Hadji Bey is a Turkish delight confectionery that was originally produced in Cork and has since moved to a production site in County Kildare, Ireland with the successor to Urney Chocolates.

==History==
The original product was created by Harutun and Esther Batmazian, an Armenian trader and his wife, who arrived in Cork in 1902 after fleeing pogroms in the Ottoman Empire. They exhibited their confections at the Great Cork International Exhibition that year. The business was established in Cork city where it thrived, although after WWI there was an incident with the premises being burned. It is assumed this occurred when soldiers returning from the Gallipoli offensive mistook the family for Turks. Batmazian moved the shop from Lower Glanmire Road to McCurtain Street and set about explaining the family heritage to the local people. A different incident, or a different version of the same event, is given by the company in their leaflet THE STORY OF HADJI BEY Chapter 2 'Armenian Delight'. In this version the shop was already in McCurtain Street in 1915, when a soldier entered the shop and insulted Esther, assuming that she and her husband were Turkish. No fire is mentioned. The incident led to Harutun producing a leaflet emphasising his Armenian origins.

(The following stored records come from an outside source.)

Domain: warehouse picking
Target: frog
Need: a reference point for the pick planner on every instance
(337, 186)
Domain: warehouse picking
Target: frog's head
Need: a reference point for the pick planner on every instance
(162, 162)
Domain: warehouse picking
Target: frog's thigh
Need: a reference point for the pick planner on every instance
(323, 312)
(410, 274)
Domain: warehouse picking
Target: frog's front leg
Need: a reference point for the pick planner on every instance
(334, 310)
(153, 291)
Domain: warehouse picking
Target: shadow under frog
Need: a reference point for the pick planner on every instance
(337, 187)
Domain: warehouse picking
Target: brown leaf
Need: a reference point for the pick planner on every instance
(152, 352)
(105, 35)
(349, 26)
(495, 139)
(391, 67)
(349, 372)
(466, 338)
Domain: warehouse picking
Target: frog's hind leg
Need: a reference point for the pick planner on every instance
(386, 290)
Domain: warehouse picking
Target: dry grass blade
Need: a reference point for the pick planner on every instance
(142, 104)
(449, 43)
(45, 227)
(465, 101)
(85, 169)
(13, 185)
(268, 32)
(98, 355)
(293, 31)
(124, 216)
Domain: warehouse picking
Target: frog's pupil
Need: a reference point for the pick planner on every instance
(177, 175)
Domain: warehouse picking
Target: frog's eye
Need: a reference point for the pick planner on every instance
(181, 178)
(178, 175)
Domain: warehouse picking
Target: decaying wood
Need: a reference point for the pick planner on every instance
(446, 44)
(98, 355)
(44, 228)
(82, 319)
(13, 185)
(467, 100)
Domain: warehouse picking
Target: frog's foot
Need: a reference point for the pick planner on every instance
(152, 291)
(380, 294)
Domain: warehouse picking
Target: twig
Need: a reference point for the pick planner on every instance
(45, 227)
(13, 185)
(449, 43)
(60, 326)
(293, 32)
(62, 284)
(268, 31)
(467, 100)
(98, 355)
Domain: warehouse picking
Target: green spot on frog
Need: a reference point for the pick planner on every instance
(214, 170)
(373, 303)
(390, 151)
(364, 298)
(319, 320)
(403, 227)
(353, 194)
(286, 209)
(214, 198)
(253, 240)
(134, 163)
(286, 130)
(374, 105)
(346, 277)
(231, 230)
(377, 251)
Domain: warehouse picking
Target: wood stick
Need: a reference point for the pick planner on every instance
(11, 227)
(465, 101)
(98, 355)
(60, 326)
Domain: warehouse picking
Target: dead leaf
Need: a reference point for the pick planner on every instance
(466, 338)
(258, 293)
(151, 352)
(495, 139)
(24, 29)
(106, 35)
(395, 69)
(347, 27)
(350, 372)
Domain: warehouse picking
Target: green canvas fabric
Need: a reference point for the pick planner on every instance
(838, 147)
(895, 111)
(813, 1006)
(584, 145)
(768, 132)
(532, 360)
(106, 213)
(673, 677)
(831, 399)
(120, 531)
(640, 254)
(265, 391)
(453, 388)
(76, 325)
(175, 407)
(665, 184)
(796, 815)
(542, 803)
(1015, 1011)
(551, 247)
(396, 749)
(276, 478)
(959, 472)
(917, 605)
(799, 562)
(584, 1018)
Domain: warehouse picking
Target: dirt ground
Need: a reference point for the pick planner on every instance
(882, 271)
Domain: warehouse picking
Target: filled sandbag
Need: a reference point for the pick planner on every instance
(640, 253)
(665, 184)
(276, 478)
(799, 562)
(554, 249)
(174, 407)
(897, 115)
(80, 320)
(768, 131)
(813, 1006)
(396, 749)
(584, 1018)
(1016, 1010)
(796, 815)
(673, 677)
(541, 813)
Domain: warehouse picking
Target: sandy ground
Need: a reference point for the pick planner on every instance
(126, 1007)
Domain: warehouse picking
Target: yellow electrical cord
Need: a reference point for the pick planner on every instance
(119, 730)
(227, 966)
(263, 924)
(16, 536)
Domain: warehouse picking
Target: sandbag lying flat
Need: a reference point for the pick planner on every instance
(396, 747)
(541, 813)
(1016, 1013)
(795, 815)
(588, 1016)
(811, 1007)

The sweet became a regional favourite. The business exported its confections to Harrods in London and Bloomingdale's in New York, and their confectionery was even supplied to Buckingham Palace.

The Batmazian shop façade on McCurtain Street read: Hadji Bey et Cie, giving the premises an exotic, international, quasi-French atmosphere.

==Today==
Esther Batmazian died in the 1940s and her husband left Cork, moving to the United States. Their son Eddie Batmazian ran the business until he retired in 1970, after which it began to decline. By 2010 the product was bought and made by UHC Confectionery in Newbridge, while keeping a sales premises at the English Market in Cork.